Rakis Christoforou, B2Kapital’s Managing Director, said that the strategy of the company, which in January agreed to buy €145m of non-performing loans from Hellenic Bank, provides for acquiring unsecured non-performing retail and corporate loans and avoid housing loans.
“We aim at acquiring €1bn or €2bn in non-performing loans,” Rakis Christoforou said in an interview recently, four days after the bank supervisor granted the subsidiary of Norway’s B2Holding Group its licence. “This translates into an injection of equity into the economy.”
The licence under the law on the sale of loans passed as part of Cyprus’ bailout terms will allow the company to complete a deal announced with Hellenic Bank in January that provides for the acquisition of €145m of delinquent loans.
The deal is expected to enter into force in early June and will signal the beginning of the company’s actual operations, Christoforou said without revealing additional details. The company is about to hire new staff that will complete negotiations with affected borrowers and is already in talks with other banks over the acquisition of part of their non-performing loans portfolio.
Non-performing loans in the Cypriot banking system, a remnant of the twin fiscal and banking crisis of 2013, account for €22bn, or almost half of the total, and pose a significant risk for financial stability and the economy’s fragile recovery.
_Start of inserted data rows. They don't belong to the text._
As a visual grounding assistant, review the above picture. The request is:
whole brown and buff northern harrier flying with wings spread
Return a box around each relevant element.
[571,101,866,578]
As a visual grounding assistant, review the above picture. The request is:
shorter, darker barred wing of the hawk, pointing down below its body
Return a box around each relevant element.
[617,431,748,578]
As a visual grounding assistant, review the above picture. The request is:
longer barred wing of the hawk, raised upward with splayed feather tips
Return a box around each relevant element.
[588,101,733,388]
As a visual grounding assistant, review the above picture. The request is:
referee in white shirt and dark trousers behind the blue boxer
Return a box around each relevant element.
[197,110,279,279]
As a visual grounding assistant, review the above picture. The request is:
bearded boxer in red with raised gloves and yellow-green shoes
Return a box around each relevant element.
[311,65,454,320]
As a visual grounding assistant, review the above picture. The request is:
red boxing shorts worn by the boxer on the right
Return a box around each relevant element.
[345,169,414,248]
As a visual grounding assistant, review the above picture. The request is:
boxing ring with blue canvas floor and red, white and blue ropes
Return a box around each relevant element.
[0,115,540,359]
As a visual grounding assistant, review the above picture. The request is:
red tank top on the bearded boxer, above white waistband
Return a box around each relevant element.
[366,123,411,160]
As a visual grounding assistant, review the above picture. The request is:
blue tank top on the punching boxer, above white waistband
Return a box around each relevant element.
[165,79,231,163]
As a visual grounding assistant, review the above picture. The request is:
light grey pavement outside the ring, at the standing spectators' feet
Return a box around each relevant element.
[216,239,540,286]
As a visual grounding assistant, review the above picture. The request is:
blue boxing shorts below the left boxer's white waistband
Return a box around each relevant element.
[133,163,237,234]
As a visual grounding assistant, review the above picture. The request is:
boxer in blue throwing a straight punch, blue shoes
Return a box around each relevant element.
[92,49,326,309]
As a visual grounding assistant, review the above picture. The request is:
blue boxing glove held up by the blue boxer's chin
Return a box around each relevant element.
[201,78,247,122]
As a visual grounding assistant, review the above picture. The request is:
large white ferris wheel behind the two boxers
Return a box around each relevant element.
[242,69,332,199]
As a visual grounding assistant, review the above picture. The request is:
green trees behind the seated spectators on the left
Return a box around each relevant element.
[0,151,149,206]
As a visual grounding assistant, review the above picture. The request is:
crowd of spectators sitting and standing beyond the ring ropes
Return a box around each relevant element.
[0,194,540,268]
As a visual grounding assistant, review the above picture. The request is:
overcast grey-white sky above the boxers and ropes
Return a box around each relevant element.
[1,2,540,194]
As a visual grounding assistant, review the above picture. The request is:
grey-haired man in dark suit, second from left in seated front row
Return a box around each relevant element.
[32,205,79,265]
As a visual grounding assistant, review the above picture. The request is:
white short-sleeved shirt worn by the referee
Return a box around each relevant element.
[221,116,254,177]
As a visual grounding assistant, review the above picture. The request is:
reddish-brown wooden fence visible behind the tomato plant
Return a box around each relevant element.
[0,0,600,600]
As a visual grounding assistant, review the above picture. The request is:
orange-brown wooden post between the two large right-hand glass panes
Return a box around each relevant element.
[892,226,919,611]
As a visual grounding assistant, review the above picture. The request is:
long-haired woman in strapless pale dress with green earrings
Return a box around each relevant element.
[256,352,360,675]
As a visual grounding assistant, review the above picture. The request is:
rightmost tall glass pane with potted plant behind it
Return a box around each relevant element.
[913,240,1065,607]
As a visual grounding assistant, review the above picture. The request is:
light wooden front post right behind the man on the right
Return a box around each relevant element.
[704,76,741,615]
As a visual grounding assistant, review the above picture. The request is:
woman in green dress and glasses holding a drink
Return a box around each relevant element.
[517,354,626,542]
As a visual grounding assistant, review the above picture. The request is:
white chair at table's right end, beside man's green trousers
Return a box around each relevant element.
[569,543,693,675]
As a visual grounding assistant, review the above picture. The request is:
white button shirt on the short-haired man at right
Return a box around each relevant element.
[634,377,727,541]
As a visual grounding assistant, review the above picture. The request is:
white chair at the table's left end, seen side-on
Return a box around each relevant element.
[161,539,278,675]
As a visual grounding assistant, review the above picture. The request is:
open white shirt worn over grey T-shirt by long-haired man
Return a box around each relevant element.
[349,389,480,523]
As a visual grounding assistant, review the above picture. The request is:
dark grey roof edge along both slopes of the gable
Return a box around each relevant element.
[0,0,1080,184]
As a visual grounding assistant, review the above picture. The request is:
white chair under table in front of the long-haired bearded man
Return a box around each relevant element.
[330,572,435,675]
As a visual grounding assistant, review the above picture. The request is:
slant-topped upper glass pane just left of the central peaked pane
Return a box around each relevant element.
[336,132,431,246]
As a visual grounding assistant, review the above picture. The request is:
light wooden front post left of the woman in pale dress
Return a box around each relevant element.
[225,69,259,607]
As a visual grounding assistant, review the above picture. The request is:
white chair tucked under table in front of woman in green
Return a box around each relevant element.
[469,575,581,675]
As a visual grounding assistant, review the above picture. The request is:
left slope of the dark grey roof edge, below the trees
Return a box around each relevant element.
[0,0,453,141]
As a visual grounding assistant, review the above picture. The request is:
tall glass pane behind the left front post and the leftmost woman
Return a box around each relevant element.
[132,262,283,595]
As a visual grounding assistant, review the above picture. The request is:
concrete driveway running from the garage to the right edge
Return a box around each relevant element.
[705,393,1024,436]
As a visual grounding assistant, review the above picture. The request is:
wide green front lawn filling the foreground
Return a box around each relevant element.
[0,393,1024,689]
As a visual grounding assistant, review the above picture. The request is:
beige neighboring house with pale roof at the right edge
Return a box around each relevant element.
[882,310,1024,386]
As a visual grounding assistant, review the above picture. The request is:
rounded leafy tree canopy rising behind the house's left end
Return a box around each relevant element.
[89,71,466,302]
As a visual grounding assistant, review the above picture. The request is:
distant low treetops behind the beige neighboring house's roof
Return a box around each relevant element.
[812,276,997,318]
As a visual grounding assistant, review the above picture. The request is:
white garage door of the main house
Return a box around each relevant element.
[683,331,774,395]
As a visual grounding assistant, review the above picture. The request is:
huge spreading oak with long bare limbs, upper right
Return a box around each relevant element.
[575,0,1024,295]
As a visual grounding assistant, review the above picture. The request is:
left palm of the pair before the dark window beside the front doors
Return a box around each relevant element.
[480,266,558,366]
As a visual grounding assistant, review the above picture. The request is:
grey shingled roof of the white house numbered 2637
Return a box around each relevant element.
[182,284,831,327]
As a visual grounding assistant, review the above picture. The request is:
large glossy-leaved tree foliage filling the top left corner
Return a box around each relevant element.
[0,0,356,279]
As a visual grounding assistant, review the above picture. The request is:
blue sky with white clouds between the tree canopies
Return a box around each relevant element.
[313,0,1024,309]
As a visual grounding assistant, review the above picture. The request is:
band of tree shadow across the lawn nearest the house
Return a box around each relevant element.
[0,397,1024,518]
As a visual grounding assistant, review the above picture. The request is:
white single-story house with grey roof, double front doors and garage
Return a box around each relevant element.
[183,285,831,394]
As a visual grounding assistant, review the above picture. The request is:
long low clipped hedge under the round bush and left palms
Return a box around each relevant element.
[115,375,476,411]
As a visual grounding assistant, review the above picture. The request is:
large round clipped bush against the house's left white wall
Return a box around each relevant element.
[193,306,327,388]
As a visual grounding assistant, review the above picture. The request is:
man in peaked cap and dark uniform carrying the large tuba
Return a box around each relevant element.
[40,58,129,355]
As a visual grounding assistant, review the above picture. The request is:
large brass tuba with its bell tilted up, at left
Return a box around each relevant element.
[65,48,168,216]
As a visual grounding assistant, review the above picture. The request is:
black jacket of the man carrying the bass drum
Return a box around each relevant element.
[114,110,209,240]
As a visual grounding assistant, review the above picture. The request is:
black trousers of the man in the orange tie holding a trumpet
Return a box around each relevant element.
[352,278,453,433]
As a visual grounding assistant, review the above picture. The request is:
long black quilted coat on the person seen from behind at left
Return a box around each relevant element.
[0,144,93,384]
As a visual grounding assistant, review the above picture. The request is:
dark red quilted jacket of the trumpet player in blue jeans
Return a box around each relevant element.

The finance ministry said in its Stability Programme submitted to the European Commission last month that the government aims at reducing non-performing loans in the banking system by roughly €8bn by the end of the year.
Christoforou said that there are two types of borrowers with non-performing loans; those who fell victim to the circumstances and while they were willing to honour their debts they are unable to complete restructuring negotiations with their respective bank and those who are uncooperative.
While B2Kapital is ready to show flexibility to the former, it is not ready to do so with strategic defaulters. “It would be unfair to get the same treatment as those who are willing to pay their loan,” he said and added that he was confident that consensual solutions can be reached in every case.
“Cypriots don’t like to be stigmatised as welshers,” he said. “We can offer them a chance for a new beginning.”